Interview Question: A/B Survey Results Non-Random Sampling

Question

How would you respond to the following case/question:

Assume you are testing the effect of an ad campaign at a social media company. The study is divided into two groups, 5,000 subjects who are shown an ad for why Coffee Shop X is better than Coffee Shop Y (group A), and 5,000 subjects who are not shown the ad (group B). The subjects are given a survey with a simple yes/no question of "do you find Coffee Shop X better than Coffee Shop Y?". Group A responds yes to the question 70% of the time, while group B responds yes to the question 65% of the time.

However, the samples are not representative of the overall population (assume for standard reasons why surveys are biased). But being a social media company with extensive data, you have access to thousands of features on demographics (i.e., age, sex, etc.) and usage characteristics (i.e., time spent on pages, subjects of interest, etc.) for both the samples and the overall population. What would be your framework for assessing whether the ad campaign really works (convinces more people to prefer Coffee Shop X than in the case of no ad)?

My initial inclination would be that you should build a predictive model with yes/no as the outcome and various features as the predictors on the sample data.

Answer 1

My initial inclination would be that you should build a predictive model with yes/no as the outcome and various features as the predictors on the sample data.

This would be useful in so far as creating a propensity score model, but it is not sufficient in and of itself. The problem is that building a predictive model would only tell you who is likely to say yes/no conditioned on the data you have, which were admittedly biased.

Even though the experiment is designed as a randomized control trial (or AB test), there is the problem of selection bias. Namely, people self select to respond to surveys, and so the effect you estimate is not the effect of the ad campaign, it is the effect of the add campaign on those people who are the type of person to respond to surveys. Very different.

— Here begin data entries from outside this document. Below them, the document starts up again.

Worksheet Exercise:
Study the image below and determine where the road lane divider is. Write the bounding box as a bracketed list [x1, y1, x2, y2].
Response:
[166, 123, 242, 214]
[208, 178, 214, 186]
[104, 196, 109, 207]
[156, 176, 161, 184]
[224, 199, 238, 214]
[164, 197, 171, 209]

This paper offers some insight into the problem. Let $y$ be the outcome of interest, $x$ be a binary indicator for exposure, and $S$ be a binary indicator for entry into the data pool (i.e. data are collected if $S=1$ and are not otherwise). In the introduction, the authors allude to a corollary they present in which they demonstrate that the conditional distribution $P(y\vert x)$ (which is what we want) is not recoverable if $S$ is a function of both the exposure $x$ and the outcome $y$. So if being prompted about liking coffee shop X better than coffee shop Y and actually liking one shop over the other affect your probability of responding to the survey, then the problem can not be solved; we could not obtain an unbiased estimate of the treatment effect. So, we would need to start with the assumption that this is not true. From there, the linked paper presents some methods for possibly obtaining $P(y\vert x)$ from $P(y\vert x, S=1)$. I would start there.

Answer 2

Because this is an interview question, I'll structure my response in formats that are popular in case study circles:

• First, a clarifying question. Can we trust the survey? That is, was the survey designed and performed with concerns for non-response, biasedness in mind?
  • I'll assume we can trust it and the headline result. This gives us a good starting point for our analyses.
• Next, I'd want to see if the people we care about reaching are in both groups. Who responded to the surveys? Does it make sense to compare these groups, or do we have apples and oranges? To do this, I'll compare summary statistics on some set of observed baseline characteristics I hypothesize are relevant to preferring cafes (demographics, region, etc.).
• If the groups are not too different baseline, I'll proceed with a selection-on-observables strategy and estimate if there's a meaningful difference in response by group. A popular way to do this is by assigning weights to the individuals via propensity score matching and then estimating a regression of the outcome on the treatment indicator (group A or B). The results from this will help me give a rigorous answer to the question. (There's careful work to be done for calculating the right standard error for the treatment estimate, but I'll skip details here in an interview)
• Finally, I'd present results from the survey and my analysis to the stakeholder and have them weigh in on the approach.